Pharmacokinetics: Published clinical data reveals that there is a variation in AUC and Cmax depending on the route of administration. Pharmacokinetic data obtained by SC & IM routes are not bioequivalent.
Absorption: The maximum plasma concentration of FSH was attained at 20.5 and 17 .4 hours following SC and IM single dose administration, respectively. However, following multiple dosing, it was attained at approximately 10 hours following both routes of administration.
Distribution: Human tissue or organ distribution of FSH has not been studied.
Metabolism: Metabolism of FSH has not been studied in humans.

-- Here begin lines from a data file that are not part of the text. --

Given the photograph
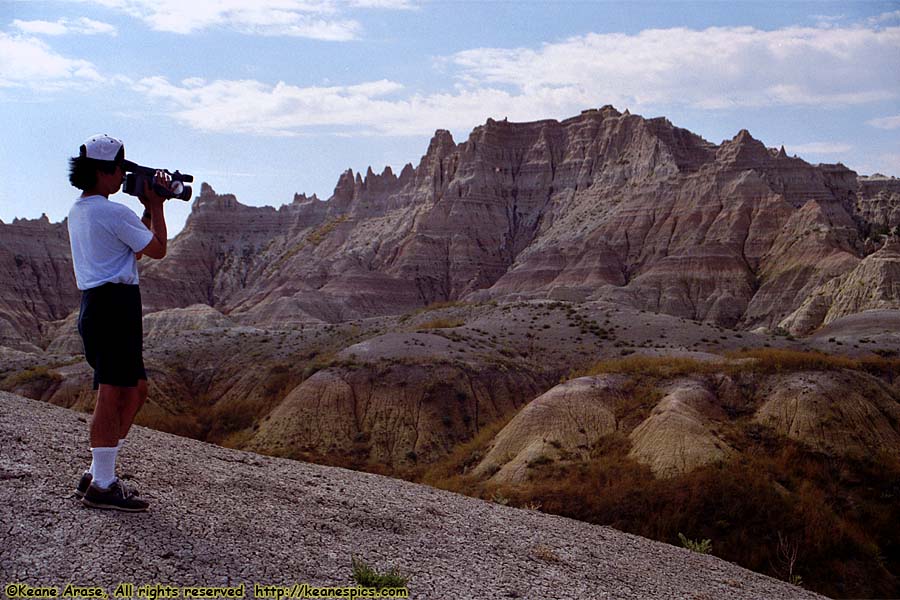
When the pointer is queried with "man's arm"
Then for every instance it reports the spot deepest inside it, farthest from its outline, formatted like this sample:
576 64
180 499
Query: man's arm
157 221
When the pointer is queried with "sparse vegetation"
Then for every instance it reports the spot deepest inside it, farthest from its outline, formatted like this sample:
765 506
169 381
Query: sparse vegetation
39 376
369 577
441 324
701 546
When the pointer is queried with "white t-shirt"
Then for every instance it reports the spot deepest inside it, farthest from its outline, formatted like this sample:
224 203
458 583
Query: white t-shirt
104 236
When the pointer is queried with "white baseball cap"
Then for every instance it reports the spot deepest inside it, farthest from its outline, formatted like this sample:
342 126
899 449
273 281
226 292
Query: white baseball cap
103 147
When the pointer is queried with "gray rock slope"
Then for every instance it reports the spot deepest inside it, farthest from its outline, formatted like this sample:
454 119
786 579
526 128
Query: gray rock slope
221 516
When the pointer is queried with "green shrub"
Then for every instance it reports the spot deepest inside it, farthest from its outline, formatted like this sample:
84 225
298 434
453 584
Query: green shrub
703 546
368 577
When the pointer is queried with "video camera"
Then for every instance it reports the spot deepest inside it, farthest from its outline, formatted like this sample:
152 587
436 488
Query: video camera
136 176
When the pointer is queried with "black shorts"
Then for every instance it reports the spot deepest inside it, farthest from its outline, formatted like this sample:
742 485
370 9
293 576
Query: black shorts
112 333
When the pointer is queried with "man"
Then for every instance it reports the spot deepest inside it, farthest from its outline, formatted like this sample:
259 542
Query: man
107 239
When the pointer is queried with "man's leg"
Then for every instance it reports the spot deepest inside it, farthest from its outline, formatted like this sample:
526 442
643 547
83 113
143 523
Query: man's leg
134 400
105 428
106 424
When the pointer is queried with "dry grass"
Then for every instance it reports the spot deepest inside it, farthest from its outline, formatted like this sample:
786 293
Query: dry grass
33 376
441 324
760 360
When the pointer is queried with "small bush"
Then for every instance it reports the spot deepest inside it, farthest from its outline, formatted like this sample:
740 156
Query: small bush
441 324
702 547
368 577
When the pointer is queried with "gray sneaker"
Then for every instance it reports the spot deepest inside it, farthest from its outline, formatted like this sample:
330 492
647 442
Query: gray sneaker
116 497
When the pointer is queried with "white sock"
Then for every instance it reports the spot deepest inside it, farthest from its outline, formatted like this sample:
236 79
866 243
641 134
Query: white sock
104 465
118 447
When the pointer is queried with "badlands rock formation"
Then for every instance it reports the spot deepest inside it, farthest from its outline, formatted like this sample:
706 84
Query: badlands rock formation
306 523
838 413
604 205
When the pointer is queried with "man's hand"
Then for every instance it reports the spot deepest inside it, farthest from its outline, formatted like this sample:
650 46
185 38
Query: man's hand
153 202
148 195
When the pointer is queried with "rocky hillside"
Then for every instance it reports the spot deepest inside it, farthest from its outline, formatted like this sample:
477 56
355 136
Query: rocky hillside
605 205
223 518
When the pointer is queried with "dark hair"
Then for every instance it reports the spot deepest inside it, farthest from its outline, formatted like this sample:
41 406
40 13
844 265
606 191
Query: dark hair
83 171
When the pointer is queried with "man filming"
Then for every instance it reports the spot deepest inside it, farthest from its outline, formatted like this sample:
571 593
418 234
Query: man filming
107 239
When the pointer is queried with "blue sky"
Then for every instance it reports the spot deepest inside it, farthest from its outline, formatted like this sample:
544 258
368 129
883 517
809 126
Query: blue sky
267 98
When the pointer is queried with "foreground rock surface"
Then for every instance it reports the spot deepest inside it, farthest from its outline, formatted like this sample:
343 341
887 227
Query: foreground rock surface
221 517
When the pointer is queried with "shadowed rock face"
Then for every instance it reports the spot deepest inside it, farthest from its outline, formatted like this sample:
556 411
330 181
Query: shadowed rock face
392 414
604 205
37 284
839 413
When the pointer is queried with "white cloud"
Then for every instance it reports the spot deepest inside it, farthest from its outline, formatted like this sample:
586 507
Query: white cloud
652 71
818 148
885 122
370 108
29 62
316 19
714 68
81 25
885 17
384 4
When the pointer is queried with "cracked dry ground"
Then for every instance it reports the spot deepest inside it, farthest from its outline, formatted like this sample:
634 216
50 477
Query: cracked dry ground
221 516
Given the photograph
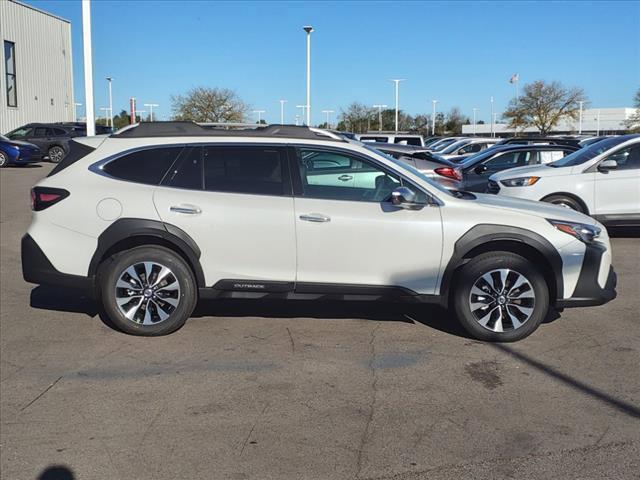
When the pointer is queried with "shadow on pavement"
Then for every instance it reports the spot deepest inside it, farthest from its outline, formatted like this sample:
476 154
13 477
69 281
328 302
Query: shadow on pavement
620 405
56 472
62 300
624 232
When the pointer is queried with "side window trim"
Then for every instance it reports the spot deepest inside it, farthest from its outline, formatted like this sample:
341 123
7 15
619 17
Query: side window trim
294 160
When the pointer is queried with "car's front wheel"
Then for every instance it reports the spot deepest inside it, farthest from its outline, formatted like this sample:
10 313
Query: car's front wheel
56 154
147 291
500 296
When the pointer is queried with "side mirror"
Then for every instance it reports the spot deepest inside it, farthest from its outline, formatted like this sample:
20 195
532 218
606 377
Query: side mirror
607 165
480 169
404 197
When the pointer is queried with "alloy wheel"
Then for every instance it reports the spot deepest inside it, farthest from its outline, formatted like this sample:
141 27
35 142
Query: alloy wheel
147 293
502 300
56 154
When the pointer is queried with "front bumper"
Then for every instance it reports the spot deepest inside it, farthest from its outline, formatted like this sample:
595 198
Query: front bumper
588 291
36 268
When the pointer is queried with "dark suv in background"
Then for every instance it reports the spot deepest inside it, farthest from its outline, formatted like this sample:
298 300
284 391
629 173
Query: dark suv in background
53 138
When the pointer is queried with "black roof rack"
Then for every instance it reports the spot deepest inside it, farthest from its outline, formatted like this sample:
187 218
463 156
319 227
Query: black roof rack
192 129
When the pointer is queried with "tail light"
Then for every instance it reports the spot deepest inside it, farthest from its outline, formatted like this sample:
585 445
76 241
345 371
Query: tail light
44 197
449 172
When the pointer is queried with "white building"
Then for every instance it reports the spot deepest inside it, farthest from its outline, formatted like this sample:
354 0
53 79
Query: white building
36 73
594 120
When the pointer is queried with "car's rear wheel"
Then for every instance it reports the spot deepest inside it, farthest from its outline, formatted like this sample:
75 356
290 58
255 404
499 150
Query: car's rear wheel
565 201
500 297
147 291
56 154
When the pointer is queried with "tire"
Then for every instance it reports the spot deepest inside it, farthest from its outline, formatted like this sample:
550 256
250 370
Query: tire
488 312
149 312
565 201
56 154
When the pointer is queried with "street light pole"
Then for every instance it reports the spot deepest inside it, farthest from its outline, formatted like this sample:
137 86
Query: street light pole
282 102
88 68
259 112
397 82
109 79
433 120
474 120
308 29
493 133
151 105
75 111
580 121
328 114
379 107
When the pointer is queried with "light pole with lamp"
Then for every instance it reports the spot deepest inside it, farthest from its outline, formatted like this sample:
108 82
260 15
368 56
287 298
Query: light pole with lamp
433 119
397 82
379 107
282 102
308 29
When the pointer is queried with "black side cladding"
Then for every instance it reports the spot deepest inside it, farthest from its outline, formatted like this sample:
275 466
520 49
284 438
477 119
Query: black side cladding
77 151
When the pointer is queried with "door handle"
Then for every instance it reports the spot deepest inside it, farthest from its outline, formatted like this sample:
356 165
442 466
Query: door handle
186 209
315 217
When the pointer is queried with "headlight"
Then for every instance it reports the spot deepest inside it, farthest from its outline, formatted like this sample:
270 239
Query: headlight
520 182
583 232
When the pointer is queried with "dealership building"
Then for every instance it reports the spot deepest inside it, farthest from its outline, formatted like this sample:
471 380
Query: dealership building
36 73
603 121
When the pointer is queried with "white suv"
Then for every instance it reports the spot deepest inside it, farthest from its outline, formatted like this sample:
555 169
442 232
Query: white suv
601 180
155 217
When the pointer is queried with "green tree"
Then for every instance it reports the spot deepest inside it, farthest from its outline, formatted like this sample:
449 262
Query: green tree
206 104
542 105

Elimination: Published clinical studies have demonstrated the mean elimination half-lives of FSH for SC and IM single dosing are 31.8 and 37 hours, respectively. However, following multiple dosing (x7 days) they are 20.6 and 15.2 hours for SC and IM, respectively.
Pediatric Populations: Urofollitropin (Endogen HP) is not indicated in pediatric populations.
Geriatric Populations: Urofollitropin (Endogen HP) is not indicated in geriatric populations.
Special Populations: The safety and efficacy of Urofollitropin (Endogen HP) in renal and hepatic insufficiency have not been studied.